During halftime of a recent installment of "Sunday Night Football" on NBC, Bob Costas delivered a scathing rant against excessive touchdown celebrations that was, in large part, inspired by the antics of Buffalo Bills wide receiver Stevie Johnson's antics after scoring a touchdown against the Jets. But it's hard to imagine that Costas -- or even the harshest foe of football fun roaming the corridors of power in the NFL or NCAA -- would agree to this draconian enforcement of anti-celebration rules that cost a high school the most important win in school history.

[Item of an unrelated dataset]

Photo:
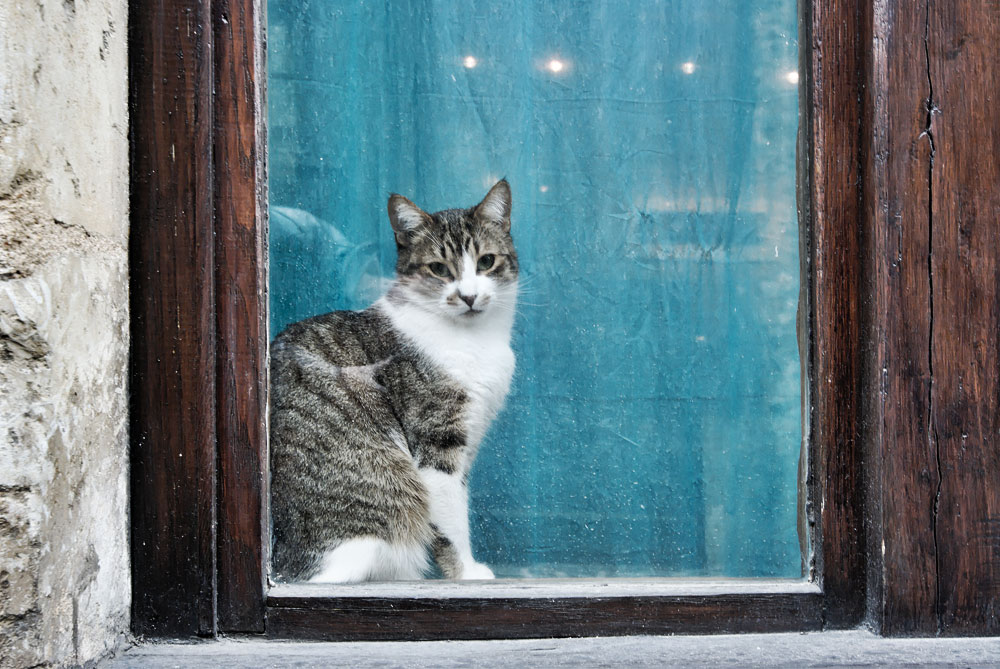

Trailing Blue Hills 16-14 in the final minutes with the ball on his own 44-yard-line, Boston Cathedral High School quarterback Matthew Owens' took the shotgun snap, faked the handoff and ran to his right. The senior burst through the hole and sprinted into the end zone for what looked like the game-winning touchdown, giving Boston Cathedral its first Super Bowl title in school history.
But a referee had thrown a flag just after Owens crossed the 20-yard-line because the quarterback had raised his arm and pointed his finger toward the sky.
Owens had apparently violated the new Massachusetts Interscholastic Athletic Association sportsmanship rule, which prohibits any celebratory or taunting behavior by someone scoring a touchdown. Click HERE to look at the rule.
With the score called back, Boston Cathedral was unable to score before time expired and Blue Hills held on to win, 16-14.
"[The game] got taken away from us, and what else can you do," Boston Cathedral head coach Duane Sigsbury said. "If you're going to take away from a kid being excited because he just made the play of his life, shame on you."
Given the rule, was this the right call?